The National Basketball Association’s 2021-2022 season is also the league’s 75th anniversary. As such the league is using a variety of methods to celebrate the season. Specialized uniforms, callbacks to the league’s history during national broadcasts, and other methods are being used to educate the public about the NBA’s long history. At the same time, with the surge in protest by NBA players during the Black Lives Matter movement of the last two years, the NBA is also using the occasion to inform the public about its own relationship to race relations and American history. The last decade has seen the NBA showcase its history, one that is not as well known as the desegregation of Major League Baseball by Jackie Robinson in 1947.
In September 2021, NBA.com ran a feature story on the first African Americans to play in the NBA: Earl Lloyd, Chuck Cooper, and Nat Clifton. All three entered the league in 1950, three years after the desegregation of Robinson. One key element of how the NBA has commemorated their own desegregation has been how they—and the basketball players who integrated the NBA—all contrasted the experience of Lloyd, Cooper, and Clifton to Robinson. In an older interview, Lloyd argued that there were key differences between his experience and that of Robinson. He said, “In basketball, folks were used to seeing integrated teams at the college level. There was a different mentality.” Later, the writers at NBA.com made another connection, noting that Robinson’s path into baseball blazed a trail for athletes in other sports, including professional basketball.
When considering the history of Black basketball players in the NBA, it often comes as a surprise to people that there was a time when the league did not allow Black players. For example, Ebony magazine briefly noted in its August 1992 issue this surprising factoid: “As wild as it may seem, Black basketball players were once oddities in a White man’s game.” And while such education among casual sports fans is important, others who are more familiar with the history of basketball are concerned that this erases the rich history of Black involvement in basketball before the NBA.
While it is true that the first Black players in the history of the NBA joined the league in 1950, the contention comes with dating the actual origins of the NBA. The league was formed out of a merger of the Basketball Association of America (BAA), which itself was formed in 1946, and the National Basketball League (NBL), which had been playing ball since 1937. Claude Johnson, the founder and director of the Black Fives Foundation, points out that the NBL had Black American players since 1941.
It would also be a mistake to forget about the Black pro basketball teams that existed in the decades before the desegregation of the NBL and the NBA. The aforementioned Black Fives Foundation has as its mission “to research, preserve, showcase, teach, and honor the pre-NBA history of African Americans in basketball.” The Black Fives Foundation is leading a grassroots effort to remember as many of the players of the pre-NBA era as possible, ensuring that future generations of sports fans understand just how far back this history goes.
The legacy of these pre-NBA teams is with us—the most notable example being the Harlem Globetrotters. Although known for their fancy athleticism and on the court antics, the Globetrotters represent the last vestige of the old barnstorming Black basketball teams that were known across the nation in the 1920s and 1930s. Existing concurrently with the heyday of the Negro Leagues in baseball, these barnstorming squads were another example of how Black America’s movement north during the Great Migration was reshaping American culture in a variety of ways, including sport.

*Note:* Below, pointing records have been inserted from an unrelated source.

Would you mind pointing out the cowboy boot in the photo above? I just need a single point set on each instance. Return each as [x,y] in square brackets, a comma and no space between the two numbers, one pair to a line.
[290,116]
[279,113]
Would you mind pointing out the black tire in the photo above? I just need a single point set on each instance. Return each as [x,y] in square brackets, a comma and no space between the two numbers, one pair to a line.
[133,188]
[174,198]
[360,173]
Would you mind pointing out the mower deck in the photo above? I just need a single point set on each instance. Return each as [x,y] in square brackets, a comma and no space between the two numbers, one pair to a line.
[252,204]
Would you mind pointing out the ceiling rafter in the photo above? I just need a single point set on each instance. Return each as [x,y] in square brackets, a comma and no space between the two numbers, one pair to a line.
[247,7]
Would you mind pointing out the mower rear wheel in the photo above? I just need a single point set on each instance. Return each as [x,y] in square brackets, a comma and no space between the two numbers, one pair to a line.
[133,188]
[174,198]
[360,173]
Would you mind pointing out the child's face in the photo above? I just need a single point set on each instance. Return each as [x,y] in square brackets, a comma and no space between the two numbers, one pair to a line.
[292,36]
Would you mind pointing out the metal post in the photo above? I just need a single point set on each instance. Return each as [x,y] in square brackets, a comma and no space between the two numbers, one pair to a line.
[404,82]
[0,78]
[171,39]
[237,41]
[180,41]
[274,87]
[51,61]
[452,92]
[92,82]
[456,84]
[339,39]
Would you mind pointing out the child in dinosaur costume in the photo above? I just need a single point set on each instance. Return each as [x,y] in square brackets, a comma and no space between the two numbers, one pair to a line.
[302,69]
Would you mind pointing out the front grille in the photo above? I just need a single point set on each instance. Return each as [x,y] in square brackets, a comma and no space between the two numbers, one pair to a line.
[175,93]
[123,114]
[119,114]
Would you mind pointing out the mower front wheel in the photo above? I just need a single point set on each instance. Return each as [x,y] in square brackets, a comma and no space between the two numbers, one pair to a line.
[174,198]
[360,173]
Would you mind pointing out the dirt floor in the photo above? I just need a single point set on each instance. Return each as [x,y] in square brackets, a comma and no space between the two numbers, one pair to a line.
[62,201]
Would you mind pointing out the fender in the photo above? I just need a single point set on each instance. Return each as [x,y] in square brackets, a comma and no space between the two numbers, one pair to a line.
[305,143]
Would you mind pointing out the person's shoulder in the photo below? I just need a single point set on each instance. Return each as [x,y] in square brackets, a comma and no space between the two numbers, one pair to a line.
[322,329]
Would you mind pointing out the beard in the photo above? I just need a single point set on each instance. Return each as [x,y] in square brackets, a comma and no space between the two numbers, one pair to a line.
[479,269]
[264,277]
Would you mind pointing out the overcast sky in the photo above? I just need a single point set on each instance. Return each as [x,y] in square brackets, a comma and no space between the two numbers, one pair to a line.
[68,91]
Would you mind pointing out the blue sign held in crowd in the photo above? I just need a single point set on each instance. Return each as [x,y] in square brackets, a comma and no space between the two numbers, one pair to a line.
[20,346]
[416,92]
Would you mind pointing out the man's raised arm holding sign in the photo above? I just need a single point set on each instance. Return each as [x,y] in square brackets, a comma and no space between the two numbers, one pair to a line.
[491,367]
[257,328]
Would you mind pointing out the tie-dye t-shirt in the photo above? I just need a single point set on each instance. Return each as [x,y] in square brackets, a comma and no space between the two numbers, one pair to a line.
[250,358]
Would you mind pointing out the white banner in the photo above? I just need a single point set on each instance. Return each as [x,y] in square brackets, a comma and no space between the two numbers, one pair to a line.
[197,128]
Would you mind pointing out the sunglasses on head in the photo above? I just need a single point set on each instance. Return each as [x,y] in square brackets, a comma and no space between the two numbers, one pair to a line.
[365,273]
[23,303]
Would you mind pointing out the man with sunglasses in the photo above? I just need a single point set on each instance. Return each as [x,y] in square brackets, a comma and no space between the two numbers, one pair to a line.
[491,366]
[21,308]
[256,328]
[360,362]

In a broader sense, how the NBA celebrates its own history reflects how Americans think about the past and moments such as—for an example—the Civil Rights era. Arguing over which Black first in basketball is the equivalent to reminding fans that Jackie Robinson was not the first Black baseball player to play in professional baseball, merely the first one of the twentieth century. Or, to think of it from another perspective, how do we get more Americans to know about the contributions of people such as Maria Stewart, Octavius Catto, or John Roy Lynch (as just a handful of examples) when we’re so conditioned to think about Civil Rights activists in the vein of Martin Luther King, Jr., Malcolm X, or Angela Davis?
None of this is to condemn the NBA and its attempts to shape public perception of its history. In fact, more people should be aware that even a sport as associated with Black America as basketball has had its own share of problems revolving around race. Further, this argument about when to properly celebrate the NBA’s desegregation should lead interested people to think deeper about Black firsts in American history. What do we gain, for example, when we think of the desegregation of colleges and universities in the South not as a twentieth century phenomenon, but as something that had precedent during the Reconstruction era in South Carolina? Such questions about race, memory, and history should continue to guide historians and lay people alike as arguments about the fabric of American memory continue to dominate national headlines.